Wellington Retail Market Snapshot Q1 2019
Wellington’s Retail market has continued to face structural changes as consumers alter the way they shop, with a number of trends impacting brick and mortar retailers across NZ.
Similarly to the office and industrial markets, we have seen a preference for higher grade stock. This has then created a divergence between prime and secondary assets with regards to demand, rental pricing, vacancy and investment preference. Additionally, we expect the increased demand for food and beverage will continue while traditional retailers are unable to adapt.
We expect supply to increase some 5,000 sqm in late 2019 and into early 2020. This includes the development of 16-20 Willis Street, Stewart Dawson’s corner and the old Farmer’s store in the Southern CBD, which will cater to a range of occupiers.
Ongoing refurbishment and demolition of damaged and low NBS rated buildings will continue to ensure stock trickles into the market, typically returning at a higher grade than at the time of withdrawal.

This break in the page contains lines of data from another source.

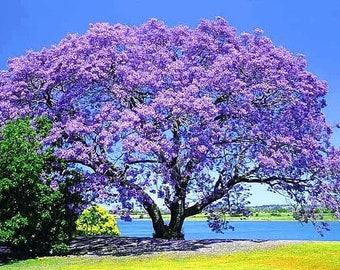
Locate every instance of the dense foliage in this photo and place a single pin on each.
(96, 220)
(34, 216)
(182, 115)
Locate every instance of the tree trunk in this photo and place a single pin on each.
(174, 229)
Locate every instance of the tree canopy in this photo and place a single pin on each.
(183, 115)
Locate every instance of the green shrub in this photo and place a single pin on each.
(34, 217)
(96, 220)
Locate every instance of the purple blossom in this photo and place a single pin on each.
(187, 114)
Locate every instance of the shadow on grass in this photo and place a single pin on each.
(122, 246)
(127, 246)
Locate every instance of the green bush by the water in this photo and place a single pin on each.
(96, 220)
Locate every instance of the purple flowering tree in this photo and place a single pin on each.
(182, 115)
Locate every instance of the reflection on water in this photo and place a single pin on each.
(271, 230)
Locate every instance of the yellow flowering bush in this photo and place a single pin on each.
(96, 220)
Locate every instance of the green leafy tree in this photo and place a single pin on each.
(35, 217)
(96, 220)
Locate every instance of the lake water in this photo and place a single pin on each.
(260, 230)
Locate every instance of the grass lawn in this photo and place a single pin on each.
(310, 255)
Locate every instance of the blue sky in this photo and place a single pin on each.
(307, 27)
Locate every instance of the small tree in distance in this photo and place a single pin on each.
(35, 218)
(180, 114)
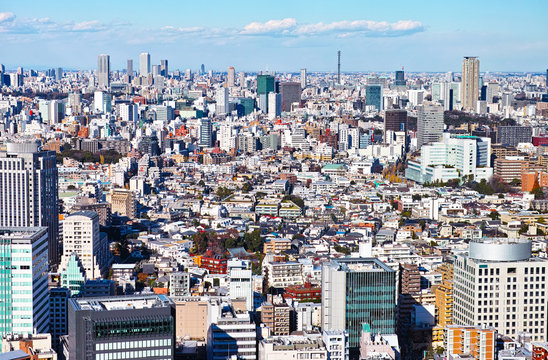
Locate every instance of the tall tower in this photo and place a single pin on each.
(231, 77)
(103, 70)
(130, 68)
(144, 64)
(303, 78)
(29, 191)
(163, 68)
(470, 82)
(339, 67)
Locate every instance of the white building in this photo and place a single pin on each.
(499, 284)
(81, 236)
(240, 277)
(24, 298)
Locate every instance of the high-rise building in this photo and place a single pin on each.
(144, 64)
(498, 283)
(274, 105)
(470, 82)
(129, 68)
(290, 93)
(231, 77)
(358, 291)
(24, 299)
(222, 105)
(400, 78)
(206, 133)
(81, 236)
(513, 135)
(429, 123)
(121, 327)
(265, 84)
(373, 96)
(395, 120)
(29, 191)
(164, 71)
(103, 70)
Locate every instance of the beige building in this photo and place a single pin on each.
(470, 82)
(122, 202)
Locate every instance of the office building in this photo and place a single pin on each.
(29, 191)
(231, 333)
(400, 78)
(452, 158)
(231, 77)
(304, 80)
(36, 346)
(129, 69)
(144, 64)
(240, 277)
(222, 105)
(81, 236)
(121, 327)
(24, 299)
(513, 135)
(498, 283)
(122, 202)
(292, 347)
(103, 71)
(358, 291)
(206, 133)
(395, 120)
(470, 82)
(373, 96)
(429, 123)
(274, 105)
(164, 70)
(265, 84)
(290, 94)
(58, 299)
(473, 342)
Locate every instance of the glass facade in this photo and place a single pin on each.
(370, 299)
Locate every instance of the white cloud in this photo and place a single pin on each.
(381, 28)
(6, 16)
(271, 26)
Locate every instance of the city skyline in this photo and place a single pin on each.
(426, 37)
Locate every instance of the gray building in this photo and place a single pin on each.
(29, 191)
(121, 327)
(513, 135)
(357, 291)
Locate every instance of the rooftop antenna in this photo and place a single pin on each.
(339, 67)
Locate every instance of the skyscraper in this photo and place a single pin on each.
(230, 81)
(400, 78)
(129, 69)
(144, 64)
(24, 299)
(356, 292)
(28, 191)
(206, 136)
(81, 236)
(395, 120)
(429, 123)
(470, 82)
(498, 283)
(373, 96)
(103, 70)
(290, 93)
(164, 68)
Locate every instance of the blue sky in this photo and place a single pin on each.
(421, 35)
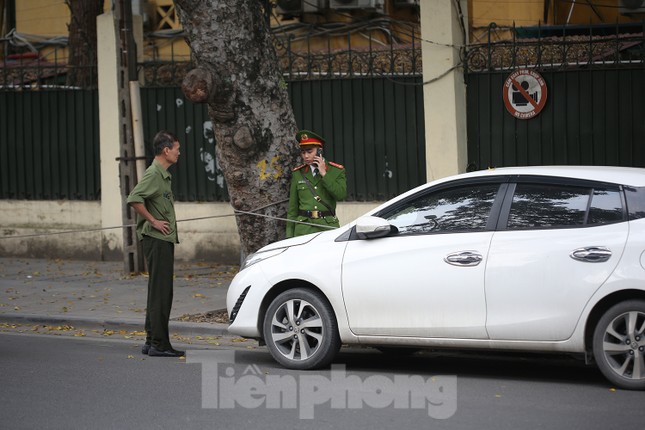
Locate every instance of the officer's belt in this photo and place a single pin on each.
(315, 214)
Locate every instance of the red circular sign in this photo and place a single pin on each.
(524, 93)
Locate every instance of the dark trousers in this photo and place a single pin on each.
(160, 257)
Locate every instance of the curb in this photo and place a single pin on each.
(180, 327)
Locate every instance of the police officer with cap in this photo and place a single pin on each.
(316, 186)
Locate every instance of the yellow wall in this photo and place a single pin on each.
(42, 17)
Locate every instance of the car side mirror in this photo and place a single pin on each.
(371, 227)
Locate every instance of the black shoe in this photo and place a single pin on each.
(154, 352)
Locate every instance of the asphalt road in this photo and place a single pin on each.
(67, 382)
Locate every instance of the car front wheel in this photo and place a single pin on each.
(300, 330)
(619, 344)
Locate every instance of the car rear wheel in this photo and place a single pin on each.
(619, 344)
(300, 330)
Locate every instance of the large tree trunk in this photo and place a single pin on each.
(238, 76)
(82, 42)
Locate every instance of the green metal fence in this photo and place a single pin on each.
(49, 145)
(49, 139)
(374, 127)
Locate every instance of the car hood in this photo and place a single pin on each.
(293, 241)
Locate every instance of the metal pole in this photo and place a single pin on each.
(132, 253)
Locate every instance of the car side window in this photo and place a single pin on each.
(606, 207)
(537, 206)
(451, 210)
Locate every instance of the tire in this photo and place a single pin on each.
(301, 331)
(619, 344)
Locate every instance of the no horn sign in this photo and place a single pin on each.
(524, 93)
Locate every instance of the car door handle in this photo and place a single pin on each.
(463, 258)
(591, 254)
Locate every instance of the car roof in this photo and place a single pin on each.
(631, 176)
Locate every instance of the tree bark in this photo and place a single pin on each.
(238, 76)
(82, 62)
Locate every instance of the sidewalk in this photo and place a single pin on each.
(100, 295)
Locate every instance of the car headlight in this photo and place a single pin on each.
(256, 257)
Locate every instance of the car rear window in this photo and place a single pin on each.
(550, 206)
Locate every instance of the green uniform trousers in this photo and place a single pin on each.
(160, 257)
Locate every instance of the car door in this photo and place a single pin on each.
(557, 245)
(426, 280)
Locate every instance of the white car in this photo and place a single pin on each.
(548, 258)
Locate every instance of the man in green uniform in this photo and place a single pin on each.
(153, 201)
(316, 186)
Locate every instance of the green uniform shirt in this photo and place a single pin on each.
(154, 191)
(331, 188)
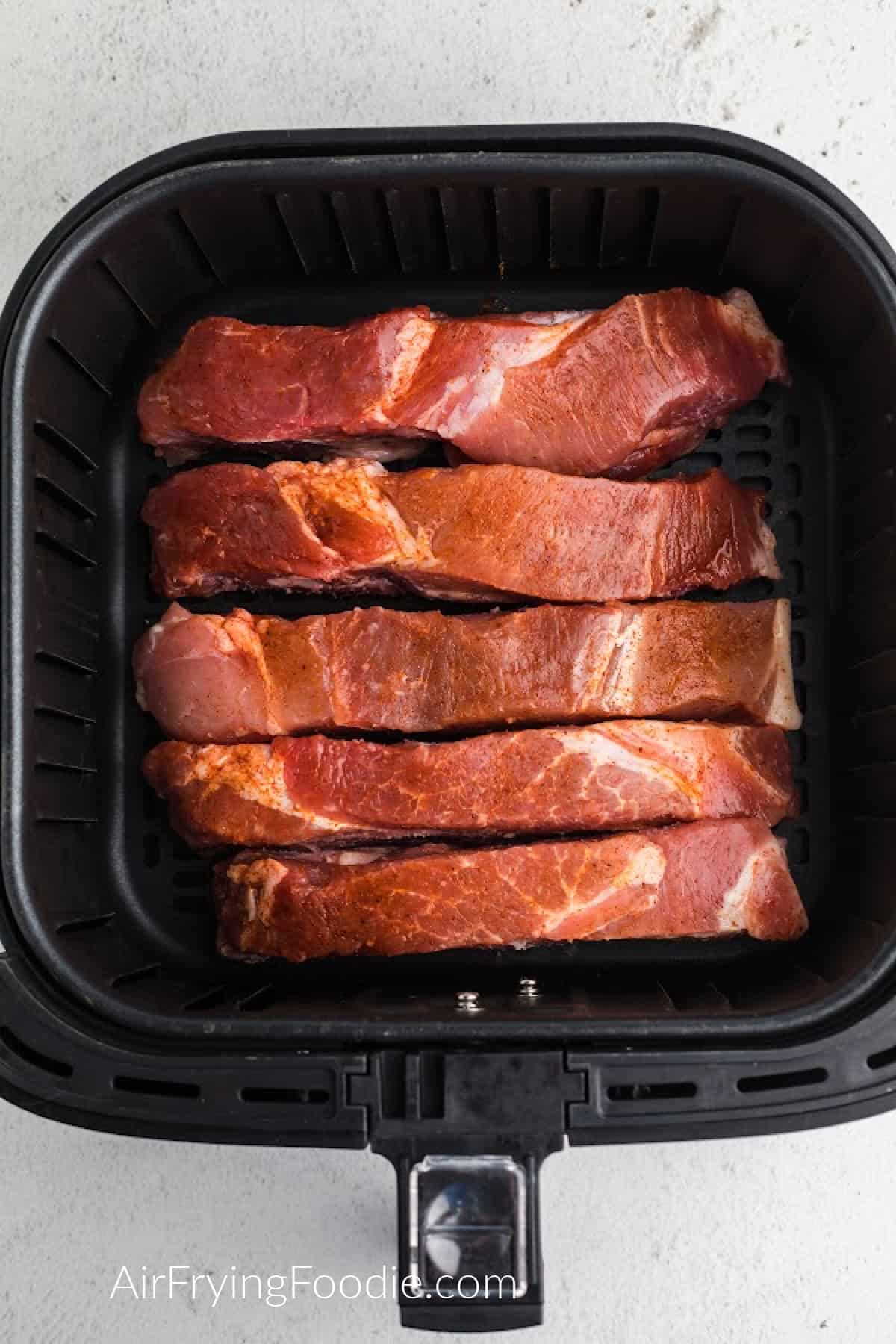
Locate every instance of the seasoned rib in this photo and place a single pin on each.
(245, 678)
(538, 781)
(610, 393)
(699, 880)
(467, 534)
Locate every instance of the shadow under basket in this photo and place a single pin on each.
(109, 971)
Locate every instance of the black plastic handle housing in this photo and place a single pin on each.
(467, 1133)
(469, 1241)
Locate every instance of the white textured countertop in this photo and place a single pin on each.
(782, 1239)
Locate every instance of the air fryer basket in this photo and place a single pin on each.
(107, 917)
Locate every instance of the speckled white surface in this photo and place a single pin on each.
(727, 1241)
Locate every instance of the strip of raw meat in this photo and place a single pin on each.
(610, 393)
(699, 880)
(245, 678)
(539, 781)
(465, 534)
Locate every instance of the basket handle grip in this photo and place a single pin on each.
(469, 1245)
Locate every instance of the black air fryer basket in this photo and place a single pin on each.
(464, 1068)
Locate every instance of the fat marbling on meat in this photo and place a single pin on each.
(245, 678)
(535, 781)
(610, 393)
(477, 534)
(706, 880)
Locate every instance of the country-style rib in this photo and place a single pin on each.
(610, 393)
(467, 534)
(699, 880)
(539, 781)
(245, 678)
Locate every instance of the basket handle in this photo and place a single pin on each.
(467, 1132)
(469, 1241)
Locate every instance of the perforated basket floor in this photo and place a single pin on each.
(101, 893)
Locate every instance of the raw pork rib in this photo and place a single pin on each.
(245, 678)
(610, 393)
(467, 534)
(699, 880)
(539, 781)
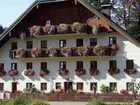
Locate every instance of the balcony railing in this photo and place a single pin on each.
(63, 52)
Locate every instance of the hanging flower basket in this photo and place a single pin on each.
(93, 71)
(2, 72)
(51, 52)
(13, 72)
(80, 72)
(20, 52)
(98, 50)
(81, 51)
(36, 52)
(66, 51)
(42, 73)
(112, 71)
(130, 71)
(29, 72)
(49, 29)
(63, 72)
(62, 28)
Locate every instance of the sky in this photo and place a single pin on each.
(10, 10)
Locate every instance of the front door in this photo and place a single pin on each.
(68, 87)
(14, 87)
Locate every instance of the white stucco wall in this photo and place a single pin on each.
(127, 51)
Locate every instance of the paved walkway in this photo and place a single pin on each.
(66, 103)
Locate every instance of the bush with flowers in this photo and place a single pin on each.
(29, 72)
(81, 51)
(13, 72)
(66, 51)
(62, 28)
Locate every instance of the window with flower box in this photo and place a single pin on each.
(43, 86)
(93, 41)
(79, 42)
(80, 86)
(13, 45)
(112, 40)
(44, 44)
(62, 43)
(113, 86)
(128, 86)
(1, 86)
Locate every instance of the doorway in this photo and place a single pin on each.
(14, 87)
(68, 87)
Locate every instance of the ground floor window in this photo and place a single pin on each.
(1, 86)
(43, 86)
(113, 86)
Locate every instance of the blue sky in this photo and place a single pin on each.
(10, 10)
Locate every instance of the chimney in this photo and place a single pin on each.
(106, 8)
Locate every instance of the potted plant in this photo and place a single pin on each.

Rents in both prime and secondary retail assets have stayed flat from June 2018, keeping their $2,425 and $775 psm values respectively. Although, we predict that occupiers are looking to move toward better deals in upcoming accommodation reviews.
Primary yields have remained at 1H18 levels, with the average sitting at 7.13%, while secondary yields have stayed at 9.75%, unchanged since December 2011. Investors are becoming more cautious when it comes to retail assets, particularly those which will need costly improvements to increase NBS ratings or those outside of growth nodes and regional centres.